Motif significance is inferred by calculating empirical p-values of each motif in two genres of random datasets. Firstly, for a motif of length k that is conserved to L_i, the present inventors determine the empirical probability of finding the exact motif found in the real dataset and any combination of the same number of any motifs of the same length or greater at least once in L_iof a set of random sequences that has the same percentage identity between consecutive layers as observed in the input sequences. This is achieved by using MAFFT to generate an MSA of the input sequences, and then running multiple iterations of LncLOOM (100 for the analyses described in this manuscript) iterations in which the columns of the MSA are randomly shuffled. Secondly, the present inventors determine the empirical probability of finding the exact motif and any combination of the same number of any motifs of the same length at least once in L_iof a set of random sequences generated such that each layer has the same length and the same dinucleotide composition of its corresponding layer in the input sequences (but without preserving % identity between layers). Only the former P-values were used in the analyses described in this manuscript. Multiprocessing has been implemented to execute the iterations in parallel.

Functional Annotation of Motifs

LncLOOM has two optional annotation features. Firstly, the discovered motifs can be mapped to binding sites of miRNAs by identifying perfect base pairing with the seed regions of conserved (conserved throughout mammals) and broadly conserved (typically found throughout vertebrates) miRNAs from TargetScan. For each motif, the type of pairing (6mer, 7mer, 7mer-A1, 7mer-M8 or 8mer) is determined in each sequence by considering the motif together with the immediate flanking base from both sides of the motif. A match is only found if the complete seed region (6mer) directly matches the motif. Secondly, motifs that are found in genes that are expressed in HepG2 or K562 cell lines can also be mapped to binding sites of RBPs identified by eCLIP in the ENCODE project. To determine the chromosome coordinates of each motif in a selected query sequence, LncLOOM uses BLAT (Kent, 2002) to align the sequence to the genome and then calculates overlaps with the coordinates of binding sites of RBPs which are extracted from ENCODE bigBed files using the pyBigWig package. Alternatively, the user can also upload a bed file that specifies the chromosome coordinates and length of each exon in the query sequence. The extracted eCLIP data is filtered to exclude all peaks with enrichment <2 over the mock input. RBPs that bind a large portion of the anchor sequence are marked, as the overlap of their binding peaks with any conserved motif is less likely to be functionally relevant for that specific motif.

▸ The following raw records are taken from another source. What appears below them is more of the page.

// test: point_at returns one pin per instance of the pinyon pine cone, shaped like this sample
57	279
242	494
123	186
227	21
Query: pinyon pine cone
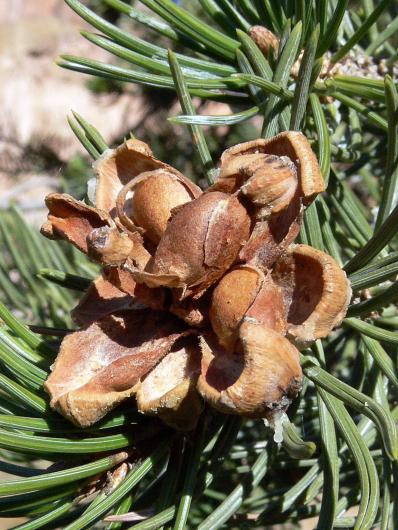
202	294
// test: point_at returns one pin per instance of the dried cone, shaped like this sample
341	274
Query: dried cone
265	39
250	168
316	292
201	242
72	220
99	366
169	390
291	147
133	163
109	246
102	298
245	293
258	383
155	196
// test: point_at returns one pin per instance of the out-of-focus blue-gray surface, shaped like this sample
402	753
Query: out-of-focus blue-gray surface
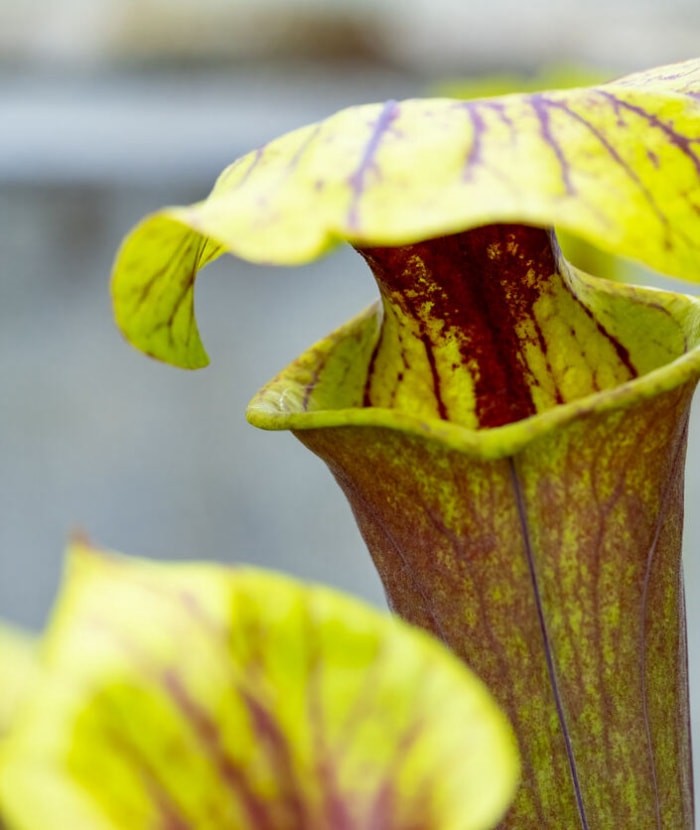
144	458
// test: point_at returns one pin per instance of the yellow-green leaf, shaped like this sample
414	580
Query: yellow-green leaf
617	164
18	670
194	696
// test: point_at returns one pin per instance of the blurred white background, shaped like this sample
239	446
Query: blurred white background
111	108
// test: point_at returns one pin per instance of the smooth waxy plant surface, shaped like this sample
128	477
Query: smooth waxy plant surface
195	696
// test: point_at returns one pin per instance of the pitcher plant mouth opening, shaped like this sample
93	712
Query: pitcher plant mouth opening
485	339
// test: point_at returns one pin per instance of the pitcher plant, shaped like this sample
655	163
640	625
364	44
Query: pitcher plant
509	431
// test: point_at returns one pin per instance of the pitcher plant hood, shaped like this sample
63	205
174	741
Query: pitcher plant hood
509	431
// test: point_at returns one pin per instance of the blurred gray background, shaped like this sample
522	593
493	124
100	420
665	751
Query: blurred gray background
112	108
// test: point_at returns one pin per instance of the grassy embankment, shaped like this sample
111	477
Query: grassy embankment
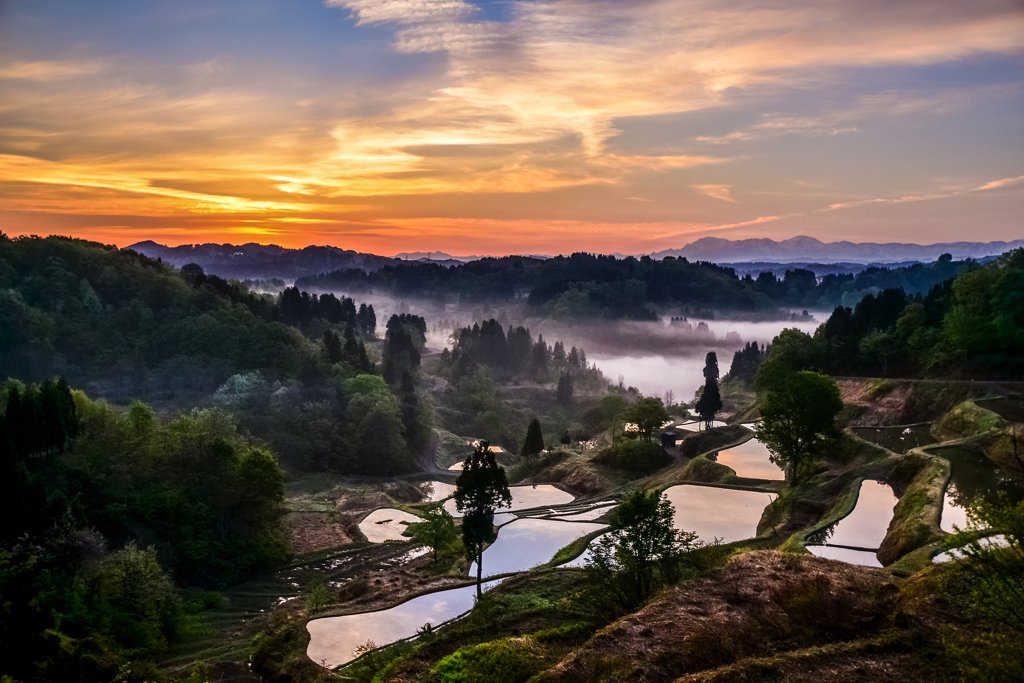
522	629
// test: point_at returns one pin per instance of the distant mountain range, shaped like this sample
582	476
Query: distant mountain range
253	261
807	249
437	256
262	261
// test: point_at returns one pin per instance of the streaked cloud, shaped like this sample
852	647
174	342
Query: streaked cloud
49	71
529	113
723	193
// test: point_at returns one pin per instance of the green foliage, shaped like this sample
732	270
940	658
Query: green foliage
93	311
204	497
316	595
604	414
710	401
798	420
791	351
71	611
990	657
998	569
375	425
634	456
480	488
647	415
436	530
534	443
500	662
642	552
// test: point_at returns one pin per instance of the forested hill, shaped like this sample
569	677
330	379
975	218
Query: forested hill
971	327
586	286
252	261
126	325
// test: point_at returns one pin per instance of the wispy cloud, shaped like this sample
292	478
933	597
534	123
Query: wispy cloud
50	71
723	193
531	105
884	104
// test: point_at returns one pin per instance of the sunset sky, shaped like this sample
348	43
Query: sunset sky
497	127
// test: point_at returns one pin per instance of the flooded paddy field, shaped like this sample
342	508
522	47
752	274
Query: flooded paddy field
899	438
714	513
857	537
751	460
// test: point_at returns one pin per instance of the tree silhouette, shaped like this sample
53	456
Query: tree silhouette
647	414
711	400
798	420
480	488
535	439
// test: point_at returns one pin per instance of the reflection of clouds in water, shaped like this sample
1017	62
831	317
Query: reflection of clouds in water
333	640
953	511
526	543
437	491
386	524
751	460
534	496
861	557
717	513
867	524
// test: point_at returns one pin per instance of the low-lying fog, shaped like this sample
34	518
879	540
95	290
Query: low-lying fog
654	357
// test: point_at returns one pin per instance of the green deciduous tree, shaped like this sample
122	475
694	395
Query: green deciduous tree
798	420
998	568
436	530
647	415
534	443
791	351
641	552
480	489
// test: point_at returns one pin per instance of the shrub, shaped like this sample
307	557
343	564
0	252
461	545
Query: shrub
998	570
635	456
499	662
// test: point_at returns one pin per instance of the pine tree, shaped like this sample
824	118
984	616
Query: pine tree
535	439
711	399
332	347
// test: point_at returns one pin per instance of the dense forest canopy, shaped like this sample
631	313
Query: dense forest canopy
102	511
584	286
972	325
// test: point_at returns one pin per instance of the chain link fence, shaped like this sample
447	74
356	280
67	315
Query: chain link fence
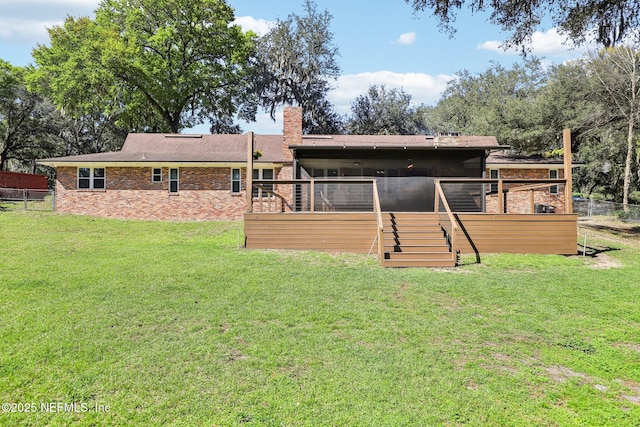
589	207
26	199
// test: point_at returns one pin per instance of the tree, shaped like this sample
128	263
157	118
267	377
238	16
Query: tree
160	65
610	21
383	112
296	61
498	102
617	73
21	112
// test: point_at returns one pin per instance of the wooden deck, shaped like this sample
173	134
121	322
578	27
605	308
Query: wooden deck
412	239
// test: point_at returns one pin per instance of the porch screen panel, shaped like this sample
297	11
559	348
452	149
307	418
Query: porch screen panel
406	194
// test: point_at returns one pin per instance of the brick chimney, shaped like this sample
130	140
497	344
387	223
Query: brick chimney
292	126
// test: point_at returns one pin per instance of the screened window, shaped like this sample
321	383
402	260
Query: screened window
553	174
236	182
156	175
174	180
91	178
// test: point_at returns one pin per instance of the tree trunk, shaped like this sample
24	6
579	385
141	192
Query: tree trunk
627	166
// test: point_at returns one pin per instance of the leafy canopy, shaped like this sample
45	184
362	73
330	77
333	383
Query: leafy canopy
160	64
296	65
608	21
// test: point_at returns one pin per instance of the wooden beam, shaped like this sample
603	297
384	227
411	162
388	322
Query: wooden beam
568	188
249	179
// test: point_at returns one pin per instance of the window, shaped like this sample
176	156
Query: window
173	181
236	183
553	174
156	175
262	174
91	178
494	174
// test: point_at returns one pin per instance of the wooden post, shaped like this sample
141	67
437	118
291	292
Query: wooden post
249	179
436	207
568	188
532	201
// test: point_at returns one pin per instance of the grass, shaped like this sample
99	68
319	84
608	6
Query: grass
150	323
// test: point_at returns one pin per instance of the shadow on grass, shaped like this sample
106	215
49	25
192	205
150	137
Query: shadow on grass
593	252
622	230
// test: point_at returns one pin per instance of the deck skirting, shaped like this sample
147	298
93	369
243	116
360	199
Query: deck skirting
356	232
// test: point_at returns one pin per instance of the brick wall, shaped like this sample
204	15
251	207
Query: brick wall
205	194
520	201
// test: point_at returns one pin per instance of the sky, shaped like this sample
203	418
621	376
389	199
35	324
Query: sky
381	43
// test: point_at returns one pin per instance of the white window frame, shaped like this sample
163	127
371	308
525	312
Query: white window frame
172	180
154	175
238	181
553	189
92	179
257	192
494	186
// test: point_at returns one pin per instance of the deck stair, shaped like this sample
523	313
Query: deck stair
415	240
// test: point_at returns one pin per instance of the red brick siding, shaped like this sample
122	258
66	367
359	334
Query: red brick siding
520	201
205	194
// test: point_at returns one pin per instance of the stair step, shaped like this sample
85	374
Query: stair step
417	255
419	263
415	240
416	248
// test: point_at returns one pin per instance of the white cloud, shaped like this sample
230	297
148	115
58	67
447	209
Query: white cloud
407	38
259	26
24	30
26	21
548	43
423	88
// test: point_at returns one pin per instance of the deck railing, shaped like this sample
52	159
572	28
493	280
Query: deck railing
481	189
313	195
357	195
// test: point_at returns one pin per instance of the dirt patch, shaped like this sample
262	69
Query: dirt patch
562	374
611	229
603	261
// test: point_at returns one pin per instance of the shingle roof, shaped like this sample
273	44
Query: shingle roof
398	141
506	157
152	148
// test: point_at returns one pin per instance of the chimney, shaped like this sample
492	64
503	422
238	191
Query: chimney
292	125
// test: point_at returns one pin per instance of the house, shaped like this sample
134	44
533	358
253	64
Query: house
417	200
167	177
504	164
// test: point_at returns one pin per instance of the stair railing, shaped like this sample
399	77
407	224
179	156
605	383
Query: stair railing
380	225
446	220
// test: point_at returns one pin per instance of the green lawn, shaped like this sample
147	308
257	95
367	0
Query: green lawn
150	323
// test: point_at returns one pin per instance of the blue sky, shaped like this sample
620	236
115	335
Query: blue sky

LncLOOM Implementation and Availability

Graph building is performed using the networkx package. The integer programming problems are modelled using PuLP and are solved by either the open source COIN-OR Branch-and-Cut solver (CBC) (www(dot)coin-or(dot)org/) or the commercial Gurobi solver (www(dot)gurobi(dot)com/). LncLOOM utilizes the following alignment programs during graph construction, motif annotation and the empirical evaluation of motif significance: BLAST, BLAT and MAFFT. The multiprocessing python package is used to compute statistical iterations in parallel.

Calculation of Motif Enrichment

For evaluating the enrichment of specific motifs in sequences, the present inventors generated 1,000 sets of random sequences matching the dinucleotide composition of the input sequences and counted the occurrences of the motifs to compute the expected number of motifs and the empirical p-values.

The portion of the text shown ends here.